She turned her back upon the disconcerted milliner as she finished this
speech, and walked to the furthest end of the long room, followed by the
constant flatterer of all her humours, Miss Burrage.
The milliner and Mrs. Bertrand now began to console themselves for the
mortification they had received from her ladyship's pride, and for the
insolent forgetfulness of her companion, by abusing them both in a low
voice. Mrs. Bertrand began with, "Her ladyship's so touchy and so proud;
she's as high as the moon, and higher."
"Oh, all the Chillingworths, by all accounts, are so," said Mrs. Puffit;
"but then, to be sure, they have a right to be so if any body has, for
they certainly are real high-horn people. But I can't tolerate to see
some people, that aren't no ways born nor entitled to it, give themselves
such airs as some people do. Now, there's that Miss Burrage, that
pretends not to know me, ma'am."
"And me, ma'am,--just the same: such provoking assurance--I that knew her
from this high."
"On St. Augustin's Back, you know," said Mrs. Puffit.

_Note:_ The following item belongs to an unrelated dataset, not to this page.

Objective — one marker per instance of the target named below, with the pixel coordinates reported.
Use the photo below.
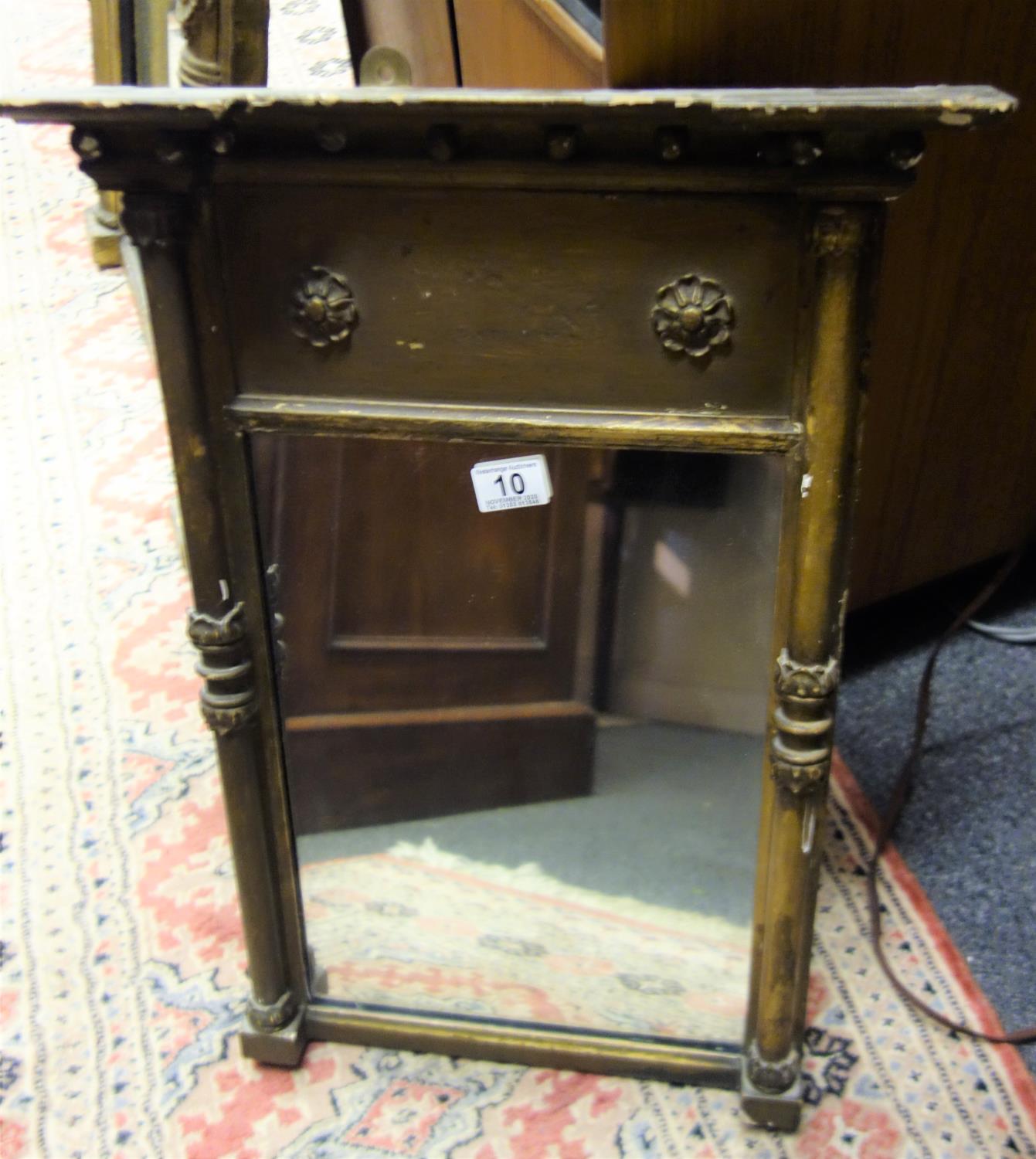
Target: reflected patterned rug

"On St. Augustin's Back, you know," echoed Mrs. Bertrand.
"So I told her this morning, ma'am," said Mrs. Puffit.
"And so I told her this evening, ma'am, when the three Miss Herrings came
in to give me a call in their way to the play; girls that she used to
walk with, ma'am, for ever and ever in the green, you know."
"Yes; and that she was always glad to drink tea with, ma'am, when asked,
you know," said Mrs. Puffit.
"Well, ma'am," pursued Mrs. Bertrand, "here she had the impudence to
pretend not to know them. She takes up her glass--my Lady Di. herself
couldn't have done it better, and squeezes up her ugly face this way,
pretending to be near-sighted, though she can see as well as you or I
can."
"Such airs! _she_ near-sighted!" said Mrs. Puffit: "what will the world
come to!"
"Oh, I wish her pride may have a fall," resumed the provoked milliner, as
soon as she had breath. "I dare to say now she wouldn't know her own
relations if she was to meet them; I'd lay any wager she would not
vouchsafe a curtsy to that good old John Barker, the friend of her
father, you know, who gave up to this Miss Burrage I don't know how many
hundreds of pounds, that were due to him, or else miss wouldn't have had
a farthing in the world; yet now, I'll be bound, she'd forget this as
well as St. Augustin's Back, and wouldn't know John Barker from Abraham;
and I don't doubt that she'd pull out her glass at her aunt Dinah,
because she is a cheesemonger's widow."
"Oh no," said Mrs. Bertrand, "she couldn't have the baseness to be
near-sighted to good Dinah Plait, that bred her up, and was all in all to
her."
Just as Mrs. Bertrand finished speaking, into the fruit-shop walked the
very persons of whom she had been talking--Dinah Plait and Mr. Barker.
"Mrs. Dinah Plait, I declare!" exclaimed Mrs. Bertrand.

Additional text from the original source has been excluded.